Saturday, 10 December 2011

A man came...

John 1:6-8,19-28 

A man came, sent by God.
His name was John.
He came as a witness,
as a witness to speak for the light,
so that everyone might believe through him.
He was not the light,
only a witness to speak for the light.
This is how John appeared as a witness. When the Jews sent priests and Levites from Jerusalem to ask him, ‘Who are you?’ he not only declared, but he declared quite openly, ‘I am not the Christ.’ ‘Well then,’ they asked ‘are you Elijah?’ ‘I am not’ he said. ‘Are you the Prophet?’ He answered, ‘No.’ So they said to him, ‘Who are you? We must take back an answer to those who sent us. What have you to say about yourself?’ So John said, ‘I am, as Isaiah prophesied:
a voice that cries in the wilderness:
Make a straight way for the Lord.’
Now these men had been sent by the Pharisees, and they put this further question to him, ‘Why are you baptising if you are not the Christ, and not Elijah, and not the prophet?’ John replied, ‘I baptise with water; but there stands among you – unknown to you – the one who is coming after me; and I am not fit to undo his sandal-strap.’ This happened at Bethany, on the far side of the Jordan, where John was baptising.

It would seem that John has not wandered far from Mark's account, yet there are some significant moments in John's retelling that meant something then and so, mean something now.

The calling out into the wilderness from the sacred space of the Temple is an incredible event. The Temple meant everything to the Jews; holding onto the centre of their faith particularly during the occupation was immensely important. Yet people left and went into the desert and down to the riverbank to listen to a disheveled preacher.

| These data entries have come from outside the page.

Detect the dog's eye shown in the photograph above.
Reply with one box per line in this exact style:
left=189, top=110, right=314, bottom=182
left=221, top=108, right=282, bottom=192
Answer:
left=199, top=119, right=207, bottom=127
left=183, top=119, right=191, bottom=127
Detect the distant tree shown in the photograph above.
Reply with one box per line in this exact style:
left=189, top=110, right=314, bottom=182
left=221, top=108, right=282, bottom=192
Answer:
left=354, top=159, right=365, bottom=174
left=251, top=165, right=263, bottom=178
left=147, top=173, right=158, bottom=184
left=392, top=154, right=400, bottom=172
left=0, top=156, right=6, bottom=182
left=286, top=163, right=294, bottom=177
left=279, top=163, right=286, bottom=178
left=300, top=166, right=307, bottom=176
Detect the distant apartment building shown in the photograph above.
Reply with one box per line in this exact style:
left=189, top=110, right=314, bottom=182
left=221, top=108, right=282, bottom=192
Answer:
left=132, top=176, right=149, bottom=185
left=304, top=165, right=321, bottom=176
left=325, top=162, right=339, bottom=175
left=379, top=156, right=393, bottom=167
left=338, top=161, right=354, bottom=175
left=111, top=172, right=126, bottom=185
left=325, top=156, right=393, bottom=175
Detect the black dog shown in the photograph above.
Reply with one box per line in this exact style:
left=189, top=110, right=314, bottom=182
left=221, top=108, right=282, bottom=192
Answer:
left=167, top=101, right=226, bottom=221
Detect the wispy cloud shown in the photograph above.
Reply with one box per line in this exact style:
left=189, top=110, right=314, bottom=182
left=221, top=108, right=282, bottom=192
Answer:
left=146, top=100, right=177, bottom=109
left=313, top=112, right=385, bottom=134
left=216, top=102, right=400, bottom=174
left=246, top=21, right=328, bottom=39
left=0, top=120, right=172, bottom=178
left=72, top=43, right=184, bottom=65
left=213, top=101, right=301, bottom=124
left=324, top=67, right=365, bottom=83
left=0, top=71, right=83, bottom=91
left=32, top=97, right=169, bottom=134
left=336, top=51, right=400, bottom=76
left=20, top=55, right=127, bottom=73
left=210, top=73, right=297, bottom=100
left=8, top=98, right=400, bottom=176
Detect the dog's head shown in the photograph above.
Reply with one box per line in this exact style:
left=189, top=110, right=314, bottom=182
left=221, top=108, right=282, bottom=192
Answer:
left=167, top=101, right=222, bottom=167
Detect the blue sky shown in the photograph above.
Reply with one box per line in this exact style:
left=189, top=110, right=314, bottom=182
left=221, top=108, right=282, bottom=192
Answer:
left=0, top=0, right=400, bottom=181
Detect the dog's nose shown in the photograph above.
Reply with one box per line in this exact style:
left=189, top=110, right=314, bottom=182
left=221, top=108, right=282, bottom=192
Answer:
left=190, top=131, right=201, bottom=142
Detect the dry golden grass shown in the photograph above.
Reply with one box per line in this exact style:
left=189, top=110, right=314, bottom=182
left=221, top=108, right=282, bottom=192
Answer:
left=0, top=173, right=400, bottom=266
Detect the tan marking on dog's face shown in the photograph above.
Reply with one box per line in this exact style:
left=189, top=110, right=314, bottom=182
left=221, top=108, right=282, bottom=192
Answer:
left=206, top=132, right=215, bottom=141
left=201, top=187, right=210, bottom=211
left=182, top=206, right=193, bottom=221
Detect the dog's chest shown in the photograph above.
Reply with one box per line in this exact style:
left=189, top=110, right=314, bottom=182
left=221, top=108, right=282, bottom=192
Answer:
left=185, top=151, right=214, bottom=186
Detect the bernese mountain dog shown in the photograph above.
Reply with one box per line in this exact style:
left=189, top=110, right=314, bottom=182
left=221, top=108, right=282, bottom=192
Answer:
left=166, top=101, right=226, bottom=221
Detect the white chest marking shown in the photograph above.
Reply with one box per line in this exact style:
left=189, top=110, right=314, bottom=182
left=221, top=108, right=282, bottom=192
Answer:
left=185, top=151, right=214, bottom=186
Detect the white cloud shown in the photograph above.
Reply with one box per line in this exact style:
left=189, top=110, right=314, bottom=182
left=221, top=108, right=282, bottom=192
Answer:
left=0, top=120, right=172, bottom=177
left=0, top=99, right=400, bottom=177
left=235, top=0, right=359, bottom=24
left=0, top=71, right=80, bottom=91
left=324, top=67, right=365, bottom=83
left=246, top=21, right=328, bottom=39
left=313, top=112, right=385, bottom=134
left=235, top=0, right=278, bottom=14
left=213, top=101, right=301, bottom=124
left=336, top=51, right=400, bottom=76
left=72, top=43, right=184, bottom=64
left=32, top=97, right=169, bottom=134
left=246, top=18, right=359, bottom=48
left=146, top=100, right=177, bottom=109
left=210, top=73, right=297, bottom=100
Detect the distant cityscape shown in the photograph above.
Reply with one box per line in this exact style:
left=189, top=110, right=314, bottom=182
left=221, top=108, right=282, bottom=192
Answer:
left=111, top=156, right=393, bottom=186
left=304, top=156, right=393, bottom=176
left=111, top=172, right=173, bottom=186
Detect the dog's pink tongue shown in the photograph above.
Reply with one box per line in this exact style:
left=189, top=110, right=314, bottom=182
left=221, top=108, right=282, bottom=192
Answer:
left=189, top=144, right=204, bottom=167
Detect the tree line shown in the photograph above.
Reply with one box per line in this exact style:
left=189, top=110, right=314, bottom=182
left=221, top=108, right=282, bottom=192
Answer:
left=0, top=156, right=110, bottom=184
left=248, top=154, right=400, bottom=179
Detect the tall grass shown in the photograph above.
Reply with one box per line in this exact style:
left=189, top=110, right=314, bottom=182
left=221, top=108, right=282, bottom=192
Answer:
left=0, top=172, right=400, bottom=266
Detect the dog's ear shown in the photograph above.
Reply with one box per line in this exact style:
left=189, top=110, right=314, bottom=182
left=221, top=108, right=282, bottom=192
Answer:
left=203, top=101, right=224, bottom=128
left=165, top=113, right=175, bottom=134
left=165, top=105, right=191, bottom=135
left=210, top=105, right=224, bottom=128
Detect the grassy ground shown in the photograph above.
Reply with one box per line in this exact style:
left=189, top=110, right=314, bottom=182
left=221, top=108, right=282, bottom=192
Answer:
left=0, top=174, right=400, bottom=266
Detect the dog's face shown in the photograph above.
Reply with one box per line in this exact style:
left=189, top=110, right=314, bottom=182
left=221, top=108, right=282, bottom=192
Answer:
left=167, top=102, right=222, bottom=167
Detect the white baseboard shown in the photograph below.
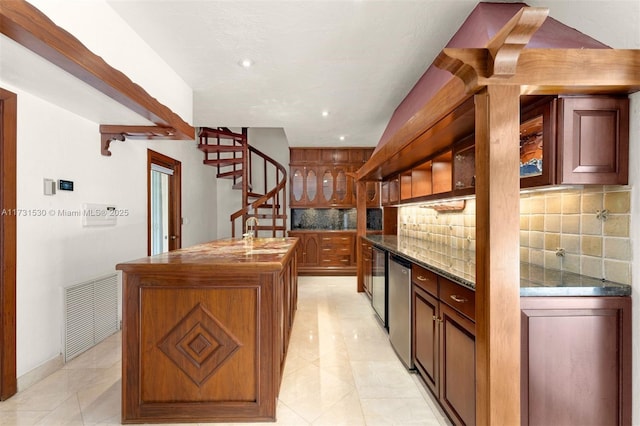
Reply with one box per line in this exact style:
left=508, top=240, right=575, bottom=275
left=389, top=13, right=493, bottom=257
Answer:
left=18, top=354, right=64, bottom=392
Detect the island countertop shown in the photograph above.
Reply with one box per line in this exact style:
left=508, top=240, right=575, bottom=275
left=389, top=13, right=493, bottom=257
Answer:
left=366, top=235, right=631, bottom=296
left=116, top=237, right=298, bottom=271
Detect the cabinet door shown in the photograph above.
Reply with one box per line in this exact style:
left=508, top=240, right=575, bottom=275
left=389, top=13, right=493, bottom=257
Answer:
left=520, top=297, right=631, bottom=426
left=558, top=96, right=629, bottom=185
left=289, top=166, right=305, bottom=207
left=360, top=240, right=373, bottom=298
left=365, top=182, right=380, bottom=207
left=302, top=234, right=320, bottom=266
left=332, top=167, right=352, bottom=206
left=304, top=167, right=318, bottom=206
left=319, top=167, right=334, bottom=206
left=520, top=97, right=557, bottom=188
left=412, top=284, right=440, bottom=395
left=439, top=303, right=476, bottom=425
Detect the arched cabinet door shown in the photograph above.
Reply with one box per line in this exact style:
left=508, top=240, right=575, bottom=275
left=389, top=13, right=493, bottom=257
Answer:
left=322, top=168, right=334, bottom=203
left=291, top=168, right=304, bottom=206
left=334, top=168, right=348, bottom=204
left=305, top=168, right=318, bottom=204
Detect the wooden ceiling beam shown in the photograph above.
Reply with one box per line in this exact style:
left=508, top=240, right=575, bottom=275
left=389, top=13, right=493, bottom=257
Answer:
left=100, top=124, right=181, bottom=157
left=486, top=7, right=549, bottom=78
left=435, top=48, right=640, bottom=95
left=0, top=0, right=195, bottom=140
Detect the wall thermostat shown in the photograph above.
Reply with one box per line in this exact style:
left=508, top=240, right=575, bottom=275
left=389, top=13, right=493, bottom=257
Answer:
left=58, top=179, right=73, bottom=191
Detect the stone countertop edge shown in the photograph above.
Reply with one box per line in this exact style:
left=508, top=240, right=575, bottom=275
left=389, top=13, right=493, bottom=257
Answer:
left=364, top=235, right=631, bottom=297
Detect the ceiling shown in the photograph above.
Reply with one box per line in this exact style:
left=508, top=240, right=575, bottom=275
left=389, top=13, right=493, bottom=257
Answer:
left=0, top=0, right=640, bottom=146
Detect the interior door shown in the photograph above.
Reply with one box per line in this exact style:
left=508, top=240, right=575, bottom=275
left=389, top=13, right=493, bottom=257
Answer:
left=147, top=150, right=182, bottom=256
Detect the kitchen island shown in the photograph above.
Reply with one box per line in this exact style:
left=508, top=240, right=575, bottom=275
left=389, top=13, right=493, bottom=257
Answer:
left=116, top=238, right=297, bottom=423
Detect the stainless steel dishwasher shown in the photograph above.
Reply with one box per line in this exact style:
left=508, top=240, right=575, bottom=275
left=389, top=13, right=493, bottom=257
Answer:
left=387, top=254, right=413, bottom=369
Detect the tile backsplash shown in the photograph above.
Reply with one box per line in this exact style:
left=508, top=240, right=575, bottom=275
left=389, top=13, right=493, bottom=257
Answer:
left=398, top=186, right=632, bottom=284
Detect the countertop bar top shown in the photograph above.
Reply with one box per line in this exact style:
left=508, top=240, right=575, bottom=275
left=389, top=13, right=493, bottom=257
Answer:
left=116, top=237, right=298, bottom=272
left=365, top=235, right=631, bottom=296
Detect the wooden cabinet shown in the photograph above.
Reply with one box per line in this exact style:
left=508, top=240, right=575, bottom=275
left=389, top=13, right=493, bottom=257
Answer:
left=289, top=231, right=320, bottom=270
left=520, top=297, right=631, bottom=426
left=289, top=148, right=375, bottom=208
left=290, top=166, right=319, bottom=207
left=319, top=232, right=355, bottom=268
left=558, top=96, right=629, bottom=185
left=382, top=96, right=629, bottom=205
left=289, top=231, right=357, bottom=275
left=365, top=181, right=380, bottom=208
left=360, top=237, right=373, bottom=298
left=411, top=265, right=476, bottom=425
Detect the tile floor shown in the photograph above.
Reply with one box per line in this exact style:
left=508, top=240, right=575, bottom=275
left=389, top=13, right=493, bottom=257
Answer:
left=0, top=277, right=449, bottom=426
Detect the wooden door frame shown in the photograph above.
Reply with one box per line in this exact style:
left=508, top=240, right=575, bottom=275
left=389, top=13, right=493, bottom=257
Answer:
left=147, top=149, right=182, bottom=256
left=0, top=88, right=18, bottom=401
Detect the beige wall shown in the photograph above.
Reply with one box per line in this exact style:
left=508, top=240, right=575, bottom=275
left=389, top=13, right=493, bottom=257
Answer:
left=398, top=186, right=632, bottom=284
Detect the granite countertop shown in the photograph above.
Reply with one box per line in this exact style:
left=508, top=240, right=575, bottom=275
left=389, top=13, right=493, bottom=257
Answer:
left=365, top=235, right=631, bottom=296
left=116, top=238, right=298, bottom=272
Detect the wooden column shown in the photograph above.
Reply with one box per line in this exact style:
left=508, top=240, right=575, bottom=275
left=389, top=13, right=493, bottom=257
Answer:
left=475, top=86, right=520, bottom=425
left=0, top=88, right=18, bottom=401
left=355, top=180, right=367, bottom=292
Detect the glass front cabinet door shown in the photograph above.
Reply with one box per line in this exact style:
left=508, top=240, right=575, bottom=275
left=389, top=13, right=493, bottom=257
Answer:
left=520, top=98, right=556, bottom=188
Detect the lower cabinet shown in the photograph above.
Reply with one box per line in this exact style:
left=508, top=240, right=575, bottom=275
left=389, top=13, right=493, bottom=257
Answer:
left=412, top=265, right=631, bottom=426
left=520, top=297, right=631, bottom=426
left=289, top=231, right=357, bottom=275
left=360, top=238, right=373, bottom=298
left=411, top=265, right=476, bottom=425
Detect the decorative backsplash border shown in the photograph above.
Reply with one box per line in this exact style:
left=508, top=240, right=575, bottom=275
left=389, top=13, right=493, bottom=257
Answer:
left=398, top=186, right=632, bottom=284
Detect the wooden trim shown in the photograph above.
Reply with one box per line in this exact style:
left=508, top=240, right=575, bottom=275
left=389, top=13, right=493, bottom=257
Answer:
left=0, top=88, right=18, bottom=400
left=434, top=48, right=640, bottom=95
left=0, top=0, right=195, bottom=139
left=147, top=149, right=182, bottom=256
left=475, top=86, right=520, bottom=425
left=100, top=124, right=179, bottom=157
left=487, top=7, right=549, bottom=77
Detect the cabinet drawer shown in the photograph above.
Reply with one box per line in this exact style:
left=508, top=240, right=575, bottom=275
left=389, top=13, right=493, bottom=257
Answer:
left=320, top=235, right=353, bottom=247
left=321, top=254, right=351, bottom=266
left=439, top=277, right=476, bottom=321
left=321, top=245, right=351, bottom=257
left=411, top=264, right=438, bottom=297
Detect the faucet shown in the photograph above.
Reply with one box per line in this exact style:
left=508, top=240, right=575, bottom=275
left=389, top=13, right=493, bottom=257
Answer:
left=242, top=216, right=258, bottom=240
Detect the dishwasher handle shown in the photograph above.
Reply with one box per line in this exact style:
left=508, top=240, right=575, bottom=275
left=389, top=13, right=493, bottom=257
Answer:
left=389, top=253, right=411, bottom=269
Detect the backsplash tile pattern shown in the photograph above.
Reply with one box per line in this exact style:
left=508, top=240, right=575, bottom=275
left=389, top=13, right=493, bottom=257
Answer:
left=398, top=186, right=632, bottom=284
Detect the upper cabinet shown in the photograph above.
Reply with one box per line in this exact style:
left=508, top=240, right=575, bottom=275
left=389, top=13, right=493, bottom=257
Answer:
left=290, top=148, right=379, bottom=208
left=382, top=96, right=629, bottom=205
left=558, top=97, right=629, bottom=185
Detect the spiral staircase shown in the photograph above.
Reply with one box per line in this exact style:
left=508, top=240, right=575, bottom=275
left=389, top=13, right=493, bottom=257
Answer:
left=198, top=127, right=287, bottom=237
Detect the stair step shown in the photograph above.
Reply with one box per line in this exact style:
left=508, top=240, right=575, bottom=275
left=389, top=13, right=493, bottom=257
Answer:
left=231, top=181, right=251, bottom=190
left=198, top=143, right=244, bottom=152
left=254, top=225, right=287, bottom=231
left=216, top=170, right=242, bottom=179
left=199, top=127, right=244, bottom=141
left=250, top=214, right=287, bottom=219
left=202, top=158, right=242, bottom=167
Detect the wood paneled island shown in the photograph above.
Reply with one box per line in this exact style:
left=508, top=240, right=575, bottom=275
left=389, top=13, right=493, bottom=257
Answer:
left=116, top=238, right=297, bottom=423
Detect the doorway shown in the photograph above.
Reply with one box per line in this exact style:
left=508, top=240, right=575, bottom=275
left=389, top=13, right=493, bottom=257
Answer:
left=147, top=150, right=182, bottom=256
left=0, top=88, right=18, bottom=401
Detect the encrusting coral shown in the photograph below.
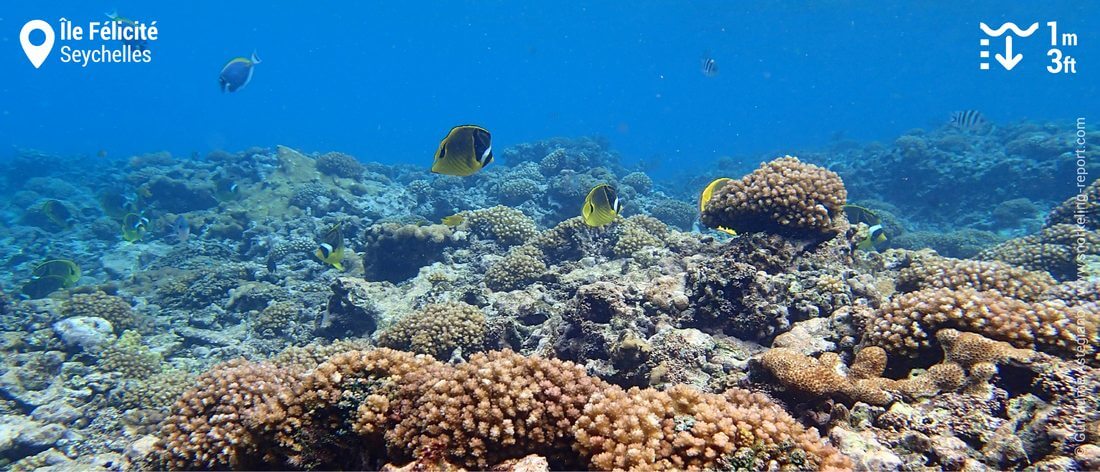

John had something; and it was enough of a something to give people hope that their prayers had been answered. The prophets often appeared out of nowhere; voices in the wilderness; voices crying against the empty hearts of those who do not want to hear.

But people did want to hear; they came to hear and stayed to listen. John speaking against the authorities and yet the authorities taking no action against him ; Herod admires him. The Pharisees are asking their questions out of the hope that it could be true- this could be the Prophet - the Messiah.

Would they have know the story of his own miraculous birth? The signs are there.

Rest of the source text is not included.